Framing the Game: How Context Shapes LLM Decision-Making
Isaac Robinson, John Burden
TL;DR
The paper investigates how contextual framing shapes LLM decision-making in the Prisoner’s Dilemma and introduces a dynamic, procedurally generated evaluation framework that systematically varies vignettes across topic, world type, and actor relations while preserving the same underlying $2\times2$ payoff structure. It demonstrates substantial context-driven variance in cooperation decisions across GPT-4o, Claude, and Llama, with results showing that framing effects are largely predictable yet model- and context-dependent, and that order biases further modulate responses. By extending the Factorial Survey approach with dynamic vignette generation and a story generator, the work provides a scalable, contamination-resistant methodology for robust LLM evaluation in real-world decision contexts. The findings underscore the limitations of static benchmarks for assessing decision-making in open-domain models and offer practical guidance for dynamic, context-aware evaluation strategies, including open-source tooling to enable broader adoption. Together, these contributions advance understanding of how framing and narrative context influence LLM behavior and inform more reliable deployment practices in decision-critical settings.
Abstract
Large Language Models (LLMs) are increasingly deployed across diverse contexts to support decision-making. While existing evaluations effectively probe latent model capabilities, they often overlook the impact of context framing on perceived rational decision-making.
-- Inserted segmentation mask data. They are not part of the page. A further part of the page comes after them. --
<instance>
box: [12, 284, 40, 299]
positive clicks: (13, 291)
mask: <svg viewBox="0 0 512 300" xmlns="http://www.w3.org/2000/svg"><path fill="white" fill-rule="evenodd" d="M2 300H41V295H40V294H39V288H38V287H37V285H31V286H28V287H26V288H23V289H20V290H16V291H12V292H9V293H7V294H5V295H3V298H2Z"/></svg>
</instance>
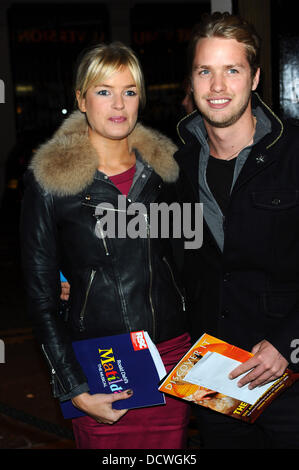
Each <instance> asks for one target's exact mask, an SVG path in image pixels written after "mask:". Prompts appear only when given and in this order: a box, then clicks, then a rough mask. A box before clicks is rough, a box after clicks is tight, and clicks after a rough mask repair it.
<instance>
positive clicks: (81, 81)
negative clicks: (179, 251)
mask: <svg viewBox="0 0 299 470" xmlns="http://www.w3.org/2000/svg"><path fill="white" fill-rule="evenodd" d="M123 67H128V69H129V70H130V72H131V74H132V76H133V78H134V80H135V84H136V88H137V93H138V95H139V100H140V106H141V107H144V106H145V101H146V96H145V83H144V77H143V72H142V69H141V65H140V63H139V60H138V59H137V57H136V55H135V54H134V52H133V51H132V49H131V48H130V47H128V46H126V45H125V44H123V43H121V42H112V43H110V44H97V45H95V46H92V47H90V48H89V49H87V50H84V51H83V53H81V55H80V57H79V62H78V66H77V72H76V77H75V93H77V92H78V91H79V92H80V97H81V98H84V97H85V95H86V92H87V90H88V89H89V88H90V87H91V86H94V85H96V84H97V83H101V82H103V81H104V80H105V79H106V78H107V77H109V76H110V75H112V74H113V73H114V72H117V71H119V70H121V69H122V68H123Z"/></svg>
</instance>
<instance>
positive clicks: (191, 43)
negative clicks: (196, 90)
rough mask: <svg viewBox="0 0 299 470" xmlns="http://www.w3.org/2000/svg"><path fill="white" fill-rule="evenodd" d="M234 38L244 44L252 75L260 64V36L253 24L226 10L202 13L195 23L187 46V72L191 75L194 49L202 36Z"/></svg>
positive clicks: (258, 66) (204, 36)
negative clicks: (199, 20) (197, 23)
mask: <svg viewBox="0 0 299 470" xmlns="http://www.w3.org/2000/svg"><path fill="white" fill-rule="evenodd" d="M213 37H215V38H224V39H235V40H236V41H238V42H240V43H241V44H243V45H244V47H245V51H246V56H247V60H248V63H249V65H250V69H251V74H252V77H254V76H255V74H256V72H257V69H258V68H259V66H260V38H259V36H258V35H257V33H256V31H255V29H254V28H253V26H252V25H251V24H250V23H248V22H247V21H246V20H245V19H243V18H241V17H240V16H238V15H231V14H229V13H227V12H225V13H219V12H215V13H212V14H204V15H203V16H202V18H201V21H200V22H199V23H198V24H197V25H195V27H194V28H193V32H192V34H191V39H190V43H189V47H188V72H189V74H190V76H191V74H192V66H193V60H194V54H195V49H196V45H197V43H198V41H199V40H200V39H202V38H213Z"/></svg>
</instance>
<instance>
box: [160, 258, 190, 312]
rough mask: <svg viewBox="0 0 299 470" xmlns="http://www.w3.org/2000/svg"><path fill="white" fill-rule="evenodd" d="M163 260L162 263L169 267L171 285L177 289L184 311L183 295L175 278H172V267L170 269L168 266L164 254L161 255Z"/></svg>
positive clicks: (168, 263)
mask: <svg viewBox="0 0 299 470" xmlns="http://www.w3.org/2000/svg"><path fill="white" fill-rule="evenodd" d="M163 261H164V263H165V264H166V266H167V267H168V269H169V272H170V274H171V277H172V282H173V285H174V287H175V288H176V290H177V292H178V294H179V296H180V297H181V302H182V306H183V311H184V312H185V311H186V303H185V297H184V296H183V294H182V292H181V290H180V289H179V287H178V285H177V283H176V280H175V278H174V275H173V272H172V269H171V267H170V264H169V263H168V261H167V259H166V258H165V256H164V257H163Z"/></svg>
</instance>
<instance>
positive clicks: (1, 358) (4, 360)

In this study, we introduce a novel evaluation framework that systematically varies evaluation instances across key features and procedurally generates vignettes to create highly varied scenarios. By analyzing decision-making patterns across different contexts with the same underlying game structure, we uncover significant contextual variability in LLM responses. Our findings demonstrate that this variability is largely predictable yet highly sensitive to framing effects. Our results underscore the need for dynamic, context-aware evaluation methodologies for real-world deployments.